Scritto da francesca. Inserito in Blog News.

Frida Kahlo - Murales di Ricardo Cavolo 

Frida Kahlo: l'artista messicana icona internazionale di donna indipendente, sperimentatrice e rivoluzionaria.

La donna con la colonna spezzata, l'amante di Lev Trotskj e di André Berton, la donna di Diego, la femminista, la comunista, la rivoluzionaria, la donna dalle incolte sopracciglia, la pittrice. Chi è Frida Kahlo? Al di là della "Frida mania", delle magliette, dei tatuaggi, dei murales e tutto il resto, cosa in realtà fa di lei un modello?

Frida Kahlo è un punto di riferimento come modello di forza, indipendenza e stile.

La storia di Frida Kahlo è molto affascinante: una vita di costante sofferenza che è riuscita a convogliare e raffigurare attraverso la sua più grande passione: l'arte.

A fare di questa pittrice un’icona è stata la sua caparbietà, quella di una donna che nella prima metà del ventesimo secolo ha mosso i passi verso una vera indipendenza.

Frida Kahlo è stata molto più di un’artista: è diventata un’icona, una bandiera, un volto da esibire sulle magliette. Un simbolo di forza e di volontà che ancora oggi tutti celebrano con mostre, canzoni, sfilate.

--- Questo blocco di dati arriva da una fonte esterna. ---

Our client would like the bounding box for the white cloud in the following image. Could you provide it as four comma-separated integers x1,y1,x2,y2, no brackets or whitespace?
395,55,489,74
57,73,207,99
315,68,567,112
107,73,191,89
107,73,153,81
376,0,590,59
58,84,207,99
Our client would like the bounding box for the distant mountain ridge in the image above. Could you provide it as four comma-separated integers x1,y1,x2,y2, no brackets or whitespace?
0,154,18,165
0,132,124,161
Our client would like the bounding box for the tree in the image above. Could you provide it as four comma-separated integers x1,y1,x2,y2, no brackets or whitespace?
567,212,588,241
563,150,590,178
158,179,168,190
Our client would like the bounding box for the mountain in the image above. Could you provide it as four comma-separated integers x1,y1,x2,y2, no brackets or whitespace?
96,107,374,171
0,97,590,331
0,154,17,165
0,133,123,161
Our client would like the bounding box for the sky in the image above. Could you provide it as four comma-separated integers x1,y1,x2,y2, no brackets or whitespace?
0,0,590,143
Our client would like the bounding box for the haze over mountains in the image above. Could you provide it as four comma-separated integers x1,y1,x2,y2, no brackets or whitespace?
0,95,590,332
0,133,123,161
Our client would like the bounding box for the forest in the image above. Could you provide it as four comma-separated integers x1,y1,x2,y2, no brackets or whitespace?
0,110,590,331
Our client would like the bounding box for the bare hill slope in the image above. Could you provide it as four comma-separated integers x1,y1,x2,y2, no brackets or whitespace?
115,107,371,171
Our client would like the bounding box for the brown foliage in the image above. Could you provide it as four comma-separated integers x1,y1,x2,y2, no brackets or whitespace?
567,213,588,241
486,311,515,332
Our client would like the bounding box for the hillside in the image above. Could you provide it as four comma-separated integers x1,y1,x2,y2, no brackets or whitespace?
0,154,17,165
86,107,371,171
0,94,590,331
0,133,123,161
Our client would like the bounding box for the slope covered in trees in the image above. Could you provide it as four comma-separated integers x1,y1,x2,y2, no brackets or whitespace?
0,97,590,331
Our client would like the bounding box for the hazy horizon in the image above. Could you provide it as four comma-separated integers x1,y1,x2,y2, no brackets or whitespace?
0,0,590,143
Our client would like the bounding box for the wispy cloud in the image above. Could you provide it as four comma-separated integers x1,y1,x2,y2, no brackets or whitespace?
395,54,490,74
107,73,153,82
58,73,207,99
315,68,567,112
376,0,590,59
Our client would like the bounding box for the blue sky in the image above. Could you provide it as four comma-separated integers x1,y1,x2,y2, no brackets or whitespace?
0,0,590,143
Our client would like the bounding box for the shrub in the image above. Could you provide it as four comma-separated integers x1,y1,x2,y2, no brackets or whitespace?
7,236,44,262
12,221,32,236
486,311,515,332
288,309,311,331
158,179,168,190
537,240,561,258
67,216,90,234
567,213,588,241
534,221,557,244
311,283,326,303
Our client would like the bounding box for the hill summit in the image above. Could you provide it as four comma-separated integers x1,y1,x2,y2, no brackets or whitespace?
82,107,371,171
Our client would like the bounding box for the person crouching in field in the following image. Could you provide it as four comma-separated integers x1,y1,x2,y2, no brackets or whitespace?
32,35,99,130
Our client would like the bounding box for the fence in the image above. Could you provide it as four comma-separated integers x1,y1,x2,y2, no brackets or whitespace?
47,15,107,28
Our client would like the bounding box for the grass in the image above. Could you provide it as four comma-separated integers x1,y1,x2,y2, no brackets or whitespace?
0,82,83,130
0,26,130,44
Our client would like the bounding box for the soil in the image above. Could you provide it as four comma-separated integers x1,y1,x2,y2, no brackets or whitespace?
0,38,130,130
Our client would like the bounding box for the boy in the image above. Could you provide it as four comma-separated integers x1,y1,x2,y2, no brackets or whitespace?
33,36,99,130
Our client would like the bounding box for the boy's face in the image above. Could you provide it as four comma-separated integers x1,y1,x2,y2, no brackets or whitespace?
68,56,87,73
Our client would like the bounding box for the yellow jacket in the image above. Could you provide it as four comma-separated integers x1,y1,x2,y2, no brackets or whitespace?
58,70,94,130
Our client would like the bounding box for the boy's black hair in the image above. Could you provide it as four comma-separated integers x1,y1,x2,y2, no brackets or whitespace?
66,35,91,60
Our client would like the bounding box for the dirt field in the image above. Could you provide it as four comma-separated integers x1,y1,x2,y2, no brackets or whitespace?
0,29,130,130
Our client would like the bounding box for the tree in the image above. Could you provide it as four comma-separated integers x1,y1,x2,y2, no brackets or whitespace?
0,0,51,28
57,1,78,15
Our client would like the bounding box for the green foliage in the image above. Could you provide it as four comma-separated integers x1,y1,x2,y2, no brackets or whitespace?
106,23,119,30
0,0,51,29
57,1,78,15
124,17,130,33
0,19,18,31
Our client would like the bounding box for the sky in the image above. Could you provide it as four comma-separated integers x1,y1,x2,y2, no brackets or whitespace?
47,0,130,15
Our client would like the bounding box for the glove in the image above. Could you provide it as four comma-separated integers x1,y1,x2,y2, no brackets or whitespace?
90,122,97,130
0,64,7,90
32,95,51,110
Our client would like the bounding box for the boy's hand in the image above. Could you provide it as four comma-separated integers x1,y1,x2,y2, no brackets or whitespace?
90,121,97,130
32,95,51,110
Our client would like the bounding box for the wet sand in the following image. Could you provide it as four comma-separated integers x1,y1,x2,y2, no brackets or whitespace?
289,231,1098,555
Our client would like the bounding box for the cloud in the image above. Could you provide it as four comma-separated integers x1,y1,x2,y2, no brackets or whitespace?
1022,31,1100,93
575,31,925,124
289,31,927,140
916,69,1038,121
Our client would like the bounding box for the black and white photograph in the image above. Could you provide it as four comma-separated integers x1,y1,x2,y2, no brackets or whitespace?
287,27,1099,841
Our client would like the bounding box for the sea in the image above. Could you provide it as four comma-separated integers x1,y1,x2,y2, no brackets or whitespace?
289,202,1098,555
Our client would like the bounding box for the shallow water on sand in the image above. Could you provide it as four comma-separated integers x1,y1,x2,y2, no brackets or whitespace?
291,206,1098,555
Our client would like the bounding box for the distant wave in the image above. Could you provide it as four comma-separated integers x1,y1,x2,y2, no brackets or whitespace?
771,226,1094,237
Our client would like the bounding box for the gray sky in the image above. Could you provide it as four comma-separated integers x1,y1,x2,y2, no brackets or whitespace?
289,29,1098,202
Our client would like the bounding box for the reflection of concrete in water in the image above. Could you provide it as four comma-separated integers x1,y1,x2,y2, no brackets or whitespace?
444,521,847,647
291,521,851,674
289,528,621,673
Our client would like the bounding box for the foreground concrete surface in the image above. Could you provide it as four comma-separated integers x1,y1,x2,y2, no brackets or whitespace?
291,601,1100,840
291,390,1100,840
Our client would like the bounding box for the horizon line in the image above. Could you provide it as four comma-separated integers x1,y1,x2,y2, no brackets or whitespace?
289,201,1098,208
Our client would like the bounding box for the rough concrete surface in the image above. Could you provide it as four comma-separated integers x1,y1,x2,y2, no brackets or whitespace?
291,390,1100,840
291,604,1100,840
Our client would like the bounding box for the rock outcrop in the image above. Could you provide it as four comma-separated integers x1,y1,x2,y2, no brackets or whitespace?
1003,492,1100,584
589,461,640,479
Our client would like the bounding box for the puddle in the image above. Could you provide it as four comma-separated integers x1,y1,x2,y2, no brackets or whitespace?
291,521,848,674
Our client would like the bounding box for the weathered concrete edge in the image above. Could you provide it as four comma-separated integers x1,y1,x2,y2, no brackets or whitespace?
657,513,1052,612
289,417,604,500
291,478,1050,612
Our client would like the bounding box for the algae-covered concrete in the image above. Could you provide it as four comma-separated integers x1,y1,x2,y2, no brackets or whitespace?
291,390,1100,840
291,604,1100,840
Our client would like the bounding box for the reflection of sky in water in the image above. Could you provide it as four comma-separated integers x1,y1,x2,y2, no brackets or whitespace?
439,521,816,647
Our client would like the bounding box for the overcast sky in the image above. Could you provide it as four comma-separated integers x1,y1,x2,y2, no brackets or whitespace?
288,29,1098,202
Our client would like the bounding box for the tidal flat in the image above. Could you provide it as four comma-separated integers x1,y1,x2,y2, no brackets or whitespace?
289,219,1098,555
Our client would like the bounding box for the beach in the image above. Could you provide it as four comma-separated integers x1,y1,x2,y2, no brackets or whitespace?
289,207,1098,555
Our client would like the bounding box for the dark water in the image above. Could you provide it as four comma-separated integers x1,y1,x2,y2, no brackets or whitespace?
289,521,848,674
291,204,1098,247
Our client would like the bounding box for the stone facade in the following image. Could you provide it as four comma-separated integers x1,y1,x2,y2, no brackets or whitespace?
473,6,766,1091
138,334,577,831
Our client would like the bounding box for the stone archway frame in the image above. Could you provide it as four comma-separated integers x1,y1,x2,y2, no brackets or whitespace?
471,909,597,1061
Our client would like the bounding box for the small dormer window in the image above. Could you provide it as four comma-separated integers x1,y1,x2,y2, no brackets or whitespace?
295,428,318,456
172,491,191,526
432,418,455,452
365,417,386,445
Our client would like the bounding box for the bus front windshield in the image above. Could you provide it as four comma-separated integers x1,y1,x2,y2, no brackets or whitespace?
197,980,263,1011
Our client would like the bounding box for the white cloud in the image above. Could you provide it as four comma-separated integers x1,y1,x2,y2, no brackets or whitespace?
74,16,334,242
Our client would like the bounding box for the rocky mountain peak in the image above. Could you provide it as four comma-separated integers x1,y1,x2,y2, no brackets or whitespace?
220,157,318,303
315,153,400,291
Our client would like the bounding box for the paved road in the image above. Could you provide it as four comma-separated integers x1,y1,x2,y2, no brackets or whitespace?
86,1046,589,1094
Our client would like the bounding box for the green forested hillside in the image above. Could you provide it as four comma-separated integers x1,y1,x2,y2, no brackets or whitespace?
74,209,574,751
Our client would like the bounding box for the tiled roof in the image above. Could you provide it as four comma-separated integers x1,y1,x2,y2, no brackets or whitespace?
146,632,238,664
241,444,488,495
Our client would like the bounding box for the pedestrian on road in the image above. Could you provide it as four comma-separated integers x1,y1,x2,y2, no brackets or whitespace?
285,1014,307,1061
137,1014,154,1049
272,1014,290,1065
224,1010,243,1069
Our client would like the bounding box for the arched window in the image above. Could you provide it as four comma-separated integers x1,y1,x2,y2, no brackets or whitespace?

“Vissi d'arte, vissi d'amore”: una vita tra sofferenza e passione

Frida Kahlo -  Autoritratto Colonna Rotta

Frida Kahlo è considerata una delle più importanti pittrici messicane. Molti la annoverano tra gli artisti legati al movimento surrealista, ma lei non confermerà mai l’adesione a tale corrente.

Meglio conosciuta come Frida Kahlo, Magdalena Carmen Frida Kahlo y Calderón, terzogenita di cinque figli nati dall’unione del noto fotografo tedesco Wilhelm Kahlo con la messicana Matilde Calderón, nacque il 6 Luglio 1907 a Coyoacán (Messico).

Fin da bambina ha subito dimostrato di avere un carattere forte, passionale, unito ad un talento e a delle capacità fuori dalla norma.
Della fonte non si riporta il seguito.